Photo Essay Two: Interior Views of the Nauvoo Temple
Joseph said, “If men do not comprehend the character of God, they do not comprehend themselves.” With his visions and heavenly instruction, he came before an unbelieving world with boundless riches in his hands, new vistas of comprehension.
Joseph once said, with a bit of irony, that if he were a false teacher, he could “be hailed as a friend, and no man would seek my life.” He had instead the burden of being a prophet, teaching in a simple, straightforward, noble manner that left no room for contention
To the Saints he asked, “What is the object of our coming into existence, then dying and falling away, to be here no more? It is but reasonable to suppose that God would reveal something in reference to the matter. . . . Reading the experience of others, or the revelation given to them, can never give us a comprehensive view of our condition and true relation to God. . . . Could you gaze into heaven five minutes, you would know more than you would by reading all that ever was written on the subject.

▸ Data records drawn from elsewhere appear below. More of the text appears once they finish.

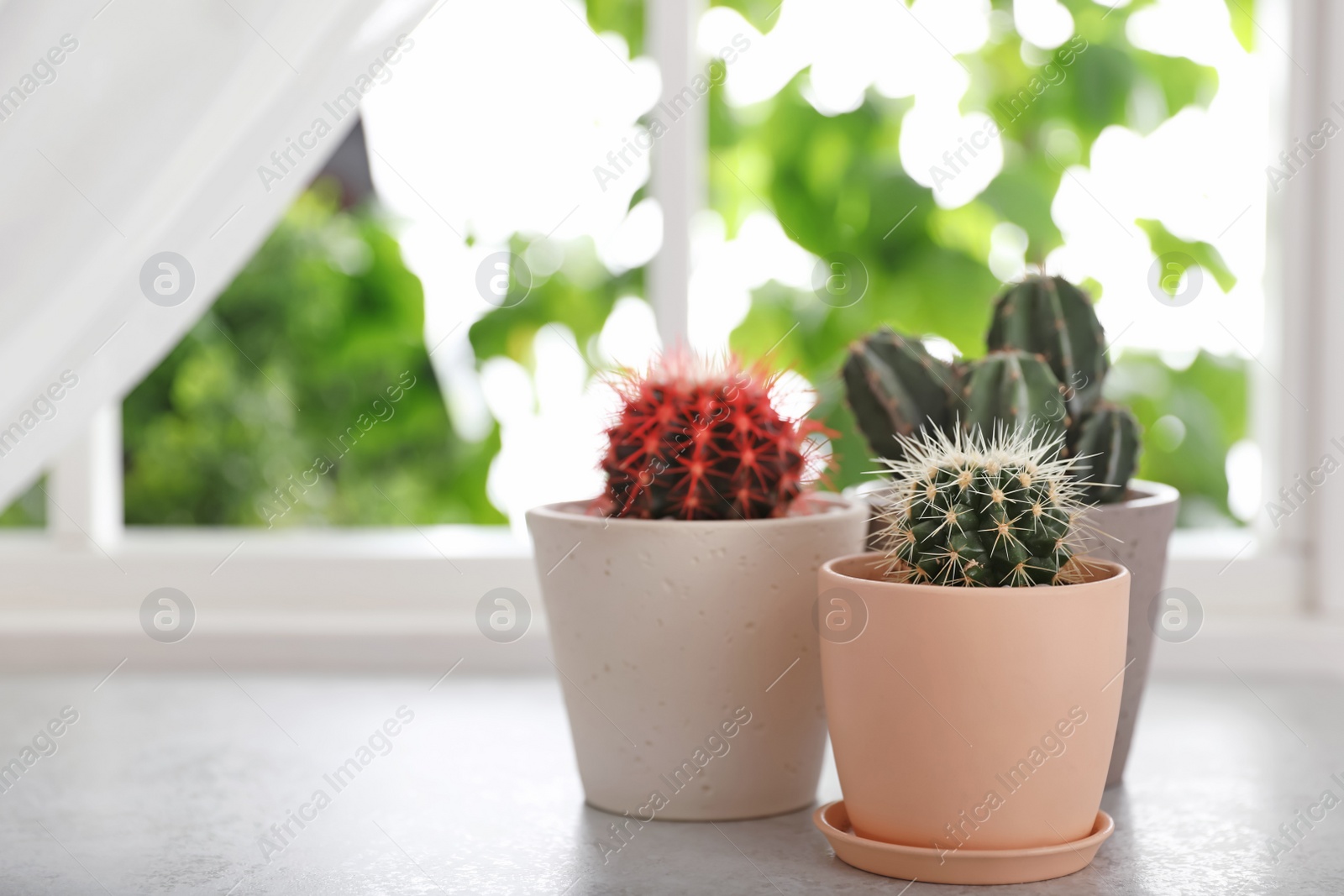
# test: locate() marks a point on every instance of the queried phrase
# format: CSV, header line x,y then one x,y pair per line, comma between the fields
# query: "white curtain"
x,y
147,147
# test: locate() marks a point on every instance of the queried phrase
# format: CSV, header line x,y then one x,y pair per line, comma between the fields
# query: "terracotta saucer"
x,y
964,866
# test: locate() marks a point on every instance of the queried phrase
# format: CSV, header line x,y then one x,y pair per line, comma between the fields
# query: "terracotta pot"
x,y
1139,530
972,718
689,656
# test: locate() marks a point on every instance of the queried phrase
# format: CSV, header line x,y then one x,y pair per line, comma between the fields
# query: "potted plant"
x,y
1046,369
971,716
679,602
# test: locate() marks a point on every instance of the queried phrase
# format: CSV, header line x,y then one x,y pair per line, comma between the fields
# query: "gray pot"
x,y
1136,532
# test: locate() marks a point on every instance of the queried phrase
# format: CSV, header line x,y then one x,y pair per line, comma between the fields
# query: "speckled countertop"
x,y
165,783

When asked what was unique about Mormonism, he replied that it is the “pure doctrine of Jesus Christ; of which I myself am not ashamed.” When Martin Van Buren, then president of the United States, asked how this gospel differed from other religions of the day, Joseph said: “We differed in mode of baptism, and the gift of the Holy Ghost by the laying on of hands. We considered that all other considerations were contained in the gift of the Holy Ghost.”